It Doesn’t Get Any Less Essential Than Nets-Clippers

Given that the Los Angeles fires are still active, and given furthermore that the destruction they have wrought seems to be nearly area-wide, the idea of a basketball game worth watching in Los Angeles right now seems almost preposterous; whether such a game would be worth playing at all is its own debate.

Thus, we view last night’s Clippers-Nets game at the Intuit Dome—the Clippers’ new and lavishly toileted home, a building that has generated no discernible buzz even from the moment it opened in October—with little of the wonder or delight one can usually derive from a game in which one team is fully staffed and the other is barely at half strength. Which was, in this case, also one in which the home team had a full day’s rest and was playing at home and the other had played the night before 1100 miles away. I mean, what could the end result possibly be? Well, you guessed wrong. It was miles worse than that.

For all that grisly context, the final score of 126-67 to the Clippers still seems ludicrous. It is the tenth most lopsided game in league history; Brooklyn’s point total is the lowest for a losing team in the last eight years. The Nets didn’t want to be there for several perfectly good reasons, and if they had a most valuable player on this least valuable night, it had to be Noah Clowney, the slightly used second-year power forward who was ejected with 9:55 to play for yelling at referee James Williams, who probably didn’t want to be there either.

Naturally, the game story in The Athletic took an odd form, concentrating on Kawhi Leonard’s “breakout” game, which also happened to be his fourth game of the season after missing the first 34 due to injury. Leonard did have 23 points in 24 minutes and his plus-minus (never a terribly useful stat) was a hilarious plus-46, but also no Clipper starter didn’t have a hilarious plus-minus figure; Clippers center Ivica Zubac was plus-48 in just 22 minutes. Brooklyn, down three starters (Ben Simmons, Cam Johnson, and the freshly exiled D’Angelo Russell) were game to go for a quarter, but by halftime the reality had set in; they didn’t need or particularly want to be there, and for the rest of the game they only barely were.
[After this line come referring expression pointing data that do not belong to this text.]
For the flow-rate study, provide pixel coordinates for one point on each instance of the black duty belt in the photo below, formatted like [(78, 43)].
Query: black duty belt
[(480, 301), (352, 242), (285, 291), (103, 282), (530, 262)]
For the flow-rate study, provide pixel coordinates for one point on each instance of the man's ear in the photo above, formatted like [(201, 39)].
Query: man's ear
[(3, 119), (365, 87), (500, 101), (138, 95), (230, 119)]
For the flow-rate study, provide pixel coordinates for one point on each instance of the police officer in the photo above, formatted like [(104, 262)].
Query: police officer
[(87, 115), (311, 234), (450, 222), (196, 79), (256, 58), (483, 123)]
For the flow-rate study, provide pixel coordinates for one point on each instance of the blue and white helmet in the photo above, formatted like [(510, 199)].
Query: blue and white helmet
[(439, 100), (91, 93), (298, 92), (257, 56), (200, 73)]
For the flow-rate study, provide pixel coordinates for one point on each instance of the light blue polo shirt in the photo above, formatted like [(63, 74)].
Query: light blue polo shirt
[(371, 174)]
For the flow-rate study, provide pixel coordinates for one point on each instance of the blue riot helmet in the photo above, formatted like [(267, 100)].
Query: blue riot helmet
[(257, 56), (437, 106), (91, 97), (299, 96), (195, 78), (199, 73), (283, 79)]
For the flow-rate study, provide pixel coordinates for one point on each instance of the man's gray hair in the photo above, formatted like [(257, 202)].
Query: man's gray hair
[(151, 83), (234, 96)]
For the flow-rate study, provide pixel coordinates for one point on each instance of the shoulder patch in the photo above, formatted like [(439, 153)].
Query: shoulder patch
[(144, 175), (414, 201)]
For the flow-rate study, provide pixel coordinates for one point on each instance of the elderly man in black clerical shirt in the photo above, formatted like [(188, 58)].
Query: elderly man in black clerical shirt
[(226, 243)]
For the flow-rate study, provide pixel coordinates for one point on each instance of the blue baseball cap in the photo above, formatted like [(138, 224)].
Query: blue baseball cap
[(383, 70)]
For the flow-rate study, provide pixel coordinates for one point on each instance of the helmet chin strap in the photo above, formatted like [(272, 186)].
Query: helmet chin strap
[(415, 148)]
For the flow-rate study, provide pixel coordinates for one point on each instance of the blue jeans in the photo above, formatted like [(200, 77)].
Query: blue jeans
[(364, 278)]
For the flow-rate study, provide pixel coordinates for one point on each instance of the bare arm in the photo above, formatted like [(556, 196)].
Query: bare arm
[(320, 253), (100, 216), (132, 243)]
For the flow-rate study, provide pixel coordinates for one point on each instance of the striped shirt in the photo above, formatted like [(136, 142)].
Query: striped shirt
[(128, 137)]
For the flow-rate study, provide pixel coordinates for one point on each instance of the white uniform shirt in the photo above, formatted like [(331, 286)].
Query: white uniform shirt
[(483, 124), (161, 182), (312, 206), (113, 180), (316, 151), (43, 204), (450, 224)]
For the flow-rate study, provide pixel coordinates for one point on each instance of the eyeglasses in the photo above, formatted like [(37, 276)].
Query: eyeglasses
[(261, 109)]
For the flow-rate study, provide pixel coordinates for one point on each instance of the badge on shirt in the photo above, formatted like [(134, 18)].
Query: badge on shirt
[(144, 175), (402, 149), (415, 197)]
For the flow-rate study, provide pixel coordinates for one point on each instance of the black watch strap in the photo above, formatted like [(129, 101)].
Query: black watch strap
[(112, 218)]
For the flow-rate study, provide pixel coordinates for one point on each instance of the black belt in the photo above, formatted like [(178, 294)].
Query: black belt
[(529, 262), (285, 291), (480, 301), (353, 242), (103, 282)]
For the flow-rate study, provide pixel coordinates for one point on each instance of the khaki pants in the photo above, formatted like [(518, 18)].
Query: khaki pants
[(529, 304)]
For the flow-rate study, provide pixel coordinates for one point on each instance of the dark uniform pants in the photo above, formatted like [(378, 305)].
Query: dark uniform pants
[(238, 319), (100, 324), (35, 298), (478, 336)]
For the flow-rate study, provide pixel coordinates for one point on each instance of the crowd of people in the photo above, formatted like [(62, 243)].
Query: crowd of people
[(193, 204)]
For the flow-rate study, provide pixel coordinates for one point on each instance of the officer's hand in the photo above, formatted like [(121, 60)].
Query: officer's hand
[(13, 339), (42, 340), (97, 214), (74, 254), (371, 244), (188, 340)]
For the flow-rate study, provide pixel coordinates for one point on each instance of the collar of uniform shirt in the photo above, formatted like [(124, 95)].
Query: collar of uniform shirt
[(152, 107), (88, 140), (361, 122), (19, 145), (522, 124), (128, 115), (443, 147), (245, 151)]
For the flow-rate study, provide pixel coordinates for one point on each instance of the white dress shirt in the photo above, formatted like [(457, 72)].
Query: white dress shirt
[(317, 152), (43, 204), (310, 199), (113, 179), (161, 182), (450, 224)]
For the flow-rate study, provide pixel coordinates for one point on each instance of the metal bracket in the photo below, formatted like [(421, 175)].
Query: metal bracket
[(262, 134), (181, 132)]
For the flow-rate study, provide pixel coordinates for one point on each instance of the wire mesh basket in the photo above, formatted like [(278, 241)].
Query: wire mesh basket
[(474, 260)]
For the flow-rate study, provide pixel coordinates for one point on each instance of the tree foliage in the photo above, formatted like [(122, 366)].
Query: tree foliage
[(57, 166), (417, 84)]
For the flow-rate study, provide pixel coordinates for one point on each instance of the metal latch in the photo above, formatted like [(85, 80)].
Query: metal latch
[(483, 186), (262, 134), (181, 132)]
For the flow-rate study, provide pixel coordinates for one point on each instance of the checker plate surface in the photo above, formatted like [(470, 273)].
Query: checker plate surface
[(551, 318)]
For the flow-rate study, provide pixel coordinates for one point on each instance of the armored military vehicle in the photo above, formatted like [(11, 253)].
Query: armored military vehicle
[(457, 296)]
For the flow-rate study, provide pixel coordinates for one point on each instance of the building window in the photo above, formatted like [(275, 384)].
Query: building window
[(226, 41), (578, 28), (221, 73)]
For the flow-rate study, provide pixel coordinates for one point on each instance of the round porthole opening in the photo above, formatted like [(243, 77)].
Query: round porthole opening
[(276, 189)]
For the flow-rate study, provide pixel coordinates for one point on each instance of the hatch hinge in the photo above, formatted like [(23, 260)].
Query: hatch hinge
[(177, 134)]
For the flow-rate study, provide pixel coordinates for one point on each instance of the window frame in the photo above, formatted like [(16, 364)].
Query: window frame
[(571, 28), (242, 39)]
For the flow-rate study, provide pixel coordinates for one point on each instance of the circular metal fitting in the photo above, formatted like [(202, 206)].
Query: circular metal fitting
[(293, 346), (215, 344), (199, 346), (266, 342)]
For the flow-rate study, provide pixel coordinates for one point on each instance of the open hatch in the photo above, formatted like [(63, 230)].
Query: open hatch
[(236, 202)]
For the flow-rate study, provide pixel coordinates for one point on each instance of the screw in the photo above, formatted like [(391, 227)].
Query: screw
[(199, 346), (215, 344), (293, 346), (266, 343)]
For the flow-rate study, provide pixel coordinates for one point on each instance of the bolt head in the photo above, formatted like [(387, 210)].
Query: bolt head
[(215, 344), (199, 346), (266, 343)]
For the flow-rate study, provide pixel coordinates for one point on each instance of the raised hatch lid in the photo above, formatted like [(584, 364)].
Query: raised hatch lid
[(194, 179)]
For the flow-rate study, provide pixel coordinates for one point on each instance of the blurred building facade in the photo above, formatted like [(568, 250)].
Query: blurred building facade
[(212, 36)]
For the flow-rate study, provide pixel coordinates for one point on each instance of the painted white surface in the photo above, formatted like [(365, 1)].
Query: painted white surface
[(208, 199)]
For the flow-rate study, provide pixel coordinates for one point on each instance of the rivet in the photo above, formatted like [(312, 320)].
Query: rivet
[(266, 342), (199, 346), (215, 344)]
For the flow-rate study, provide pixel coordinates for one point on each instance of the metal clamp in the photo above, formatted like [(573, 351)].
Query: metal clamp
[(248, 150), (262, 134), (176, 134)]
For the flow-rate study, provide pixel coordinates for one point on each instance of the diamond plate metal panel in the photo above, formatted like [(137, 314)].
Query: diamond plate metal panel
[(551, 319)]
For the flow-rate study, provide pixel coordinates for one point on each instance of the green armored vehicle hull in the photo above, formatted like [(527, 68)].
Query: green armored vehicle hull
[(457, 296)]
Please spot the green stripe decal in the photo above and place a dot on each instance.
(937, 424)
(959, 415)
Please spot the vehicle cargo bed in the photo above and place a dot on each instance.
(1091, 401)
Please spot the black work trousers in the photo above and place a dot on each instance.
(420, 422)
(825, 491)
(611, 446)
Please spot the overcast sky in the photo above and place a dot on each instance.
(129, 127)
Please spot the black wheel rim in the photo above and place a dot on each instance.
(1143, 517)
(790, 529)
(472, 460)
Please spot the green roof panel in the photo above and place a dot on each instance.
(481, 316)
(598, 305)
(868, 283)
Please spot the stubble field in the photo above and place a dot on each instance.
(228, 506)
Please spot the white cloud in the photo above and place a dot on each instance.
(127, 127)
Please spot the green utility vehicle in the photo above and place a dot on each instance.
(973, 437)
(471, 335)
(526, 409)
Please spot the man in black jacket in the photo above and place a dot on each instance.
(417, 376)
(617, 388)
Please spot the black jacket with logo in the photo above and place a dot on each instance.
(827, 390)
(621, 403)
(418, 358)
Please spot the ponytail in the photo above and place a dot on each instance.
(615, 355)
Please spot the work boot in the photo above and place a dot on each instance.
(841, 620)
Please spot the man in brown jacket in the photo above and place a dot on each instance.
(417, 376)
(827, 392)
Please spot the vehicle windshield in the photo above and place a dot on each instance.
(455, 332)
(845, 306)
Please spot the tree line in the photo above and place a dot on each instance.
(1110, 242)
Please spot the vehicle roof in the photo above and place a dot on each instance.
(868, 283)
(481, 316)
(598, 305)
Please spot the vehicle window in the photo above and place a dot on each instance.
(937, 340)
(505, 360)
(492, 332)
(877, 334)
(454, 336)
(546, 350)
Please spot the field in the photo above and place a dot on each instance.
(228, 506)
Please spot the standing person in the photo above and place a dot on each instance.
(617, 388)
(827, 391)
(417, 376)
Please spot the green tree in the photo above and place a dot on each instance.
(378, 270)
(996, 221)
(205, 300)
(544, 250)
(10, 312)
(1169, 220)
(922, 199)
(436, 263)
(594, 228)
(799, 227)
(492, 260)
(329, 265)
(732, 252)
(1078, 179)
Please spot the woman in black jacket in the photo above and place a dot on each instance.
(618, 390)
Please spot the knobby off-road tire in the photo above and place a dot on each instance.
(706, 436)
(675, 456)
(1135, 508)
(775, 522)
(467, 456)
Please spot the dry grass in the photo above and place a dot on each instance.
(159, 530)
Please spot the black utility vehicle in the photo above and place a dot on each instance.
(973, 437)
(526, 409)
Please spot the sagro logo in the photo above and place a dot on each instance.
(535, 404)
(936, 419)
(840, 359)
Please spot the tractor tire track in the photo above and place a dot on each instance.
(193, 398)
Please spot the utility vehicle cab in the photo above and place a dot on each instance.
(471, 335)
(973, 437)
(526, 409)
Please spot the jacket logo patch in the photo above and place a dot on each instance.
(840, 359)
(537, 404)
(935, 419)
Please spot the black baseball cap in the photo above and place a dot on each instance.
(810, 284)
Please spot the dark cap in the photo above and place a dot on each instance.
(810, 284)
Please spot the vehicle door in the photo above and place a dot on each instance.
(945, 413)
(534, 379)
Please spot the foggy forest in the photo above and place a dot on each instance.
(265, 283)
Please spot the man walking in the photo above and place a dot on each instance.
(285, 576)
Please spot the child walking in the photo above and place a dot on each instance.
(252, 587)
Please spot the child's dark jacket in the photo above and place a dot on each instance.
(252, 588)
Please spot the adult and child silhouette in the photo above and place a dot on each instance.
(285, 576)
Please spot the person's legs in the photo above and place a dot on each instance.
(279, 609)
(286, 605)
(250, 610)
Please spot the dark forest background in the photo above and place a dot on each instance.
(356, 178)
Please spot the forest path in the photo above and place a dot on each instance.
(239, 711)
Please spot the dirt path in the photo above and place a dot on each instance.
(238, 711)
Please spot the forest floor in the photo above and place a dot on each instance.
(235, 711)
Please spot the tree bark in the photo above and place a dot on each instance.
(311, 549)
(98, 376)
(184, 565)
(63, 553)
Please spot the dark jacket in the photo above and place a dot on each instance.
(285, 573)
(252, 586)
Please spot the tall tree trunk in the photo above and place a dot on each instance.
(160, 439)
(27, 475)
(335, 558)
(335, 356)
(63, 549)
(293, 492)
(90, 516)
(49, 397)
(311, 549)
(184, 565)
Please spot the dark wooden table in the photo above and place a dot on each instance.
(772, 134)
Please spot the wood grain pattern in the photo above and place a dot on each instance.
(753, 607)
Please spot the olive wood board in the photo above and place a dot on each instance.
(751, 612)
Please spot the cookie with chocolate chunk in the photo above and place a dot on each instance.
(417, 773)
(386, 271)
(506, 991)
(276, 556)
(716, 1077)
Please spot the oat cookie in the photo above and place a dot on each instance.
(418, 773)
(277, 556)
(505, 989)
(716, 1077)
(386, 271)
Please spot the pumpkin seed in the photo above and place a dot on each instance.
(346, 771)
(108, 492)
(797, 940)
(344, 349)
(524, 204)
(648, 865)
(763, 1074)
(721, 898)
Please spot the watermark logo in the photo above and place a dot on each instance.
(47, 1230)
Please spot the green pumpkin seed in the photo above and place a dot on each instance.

The game nobody wanted was also one very few people wanted to attend. The announced attendance of 13,091 was the Clippers’ lowest in a non-COVID season in 14 years, and the previous low was a game against Sacramento on Thanksgiving night in 2010. And since most attendance figures are fudged for amusement, one could trust one’s eyes and assume that fewer than 10,000 people were actually in the building. The Intuit Dome may have the shortest honeymoon of any new or remodeled arena/stadium in the real estate era of American sport; the home team’s longest sellout streak so far is two.

None of that is relevant to this moment, though, in which the search for normalcy in a time of crisis can be defended only by the notion that sports can offer occasional some value as a distraction. The 13,091 people in the building, give or take a few thousand, probably needed to get away from the crushing realities of Southern California at the moment. Even watching the Nets’ backups miss nearly 70 percent of their shots for a few hours had to be an improvement upon watching the vindictive wing of our national political spectrum flex and preen at the prospect of withholding federal aid. Given how bad everything else is, even this was a game worth playing. Somehow everything else was even worse.

But it was never going to be quality entertainment, and because the Nets’ schedule screamed for a load management night, the result was well ordained. The players’ individual numbers were exceptional, but the attendance figure on that Thanksgiving night 14 years ago was exceptional, too. When the 24th and 25th best teams in a 30-team league get together on a national family holiday, you’re going to get a sea of unused upholstery disguised as things that house people. 

Indeed, the only reason we noticed this game at all, even in the rearview mirror, was because it was so deficient as competition. It wasn’t the best or worst result ever—the most lopsided loss in NBA history would be Memphis 152, Oklahoma City 79 three years ago; Defector’s story on that game has the word “Thunderfart” in the headline. With all due respect to Kawhi Leonard, nobody had their best or worst game in this one, either. It was just a game of little note that let us momentarily forget all the things we can’t block out. And in that context, Noah Clowney leaving 10 minutes early might have worked against him. Being the first to go back outside is not a desirable outcome these days.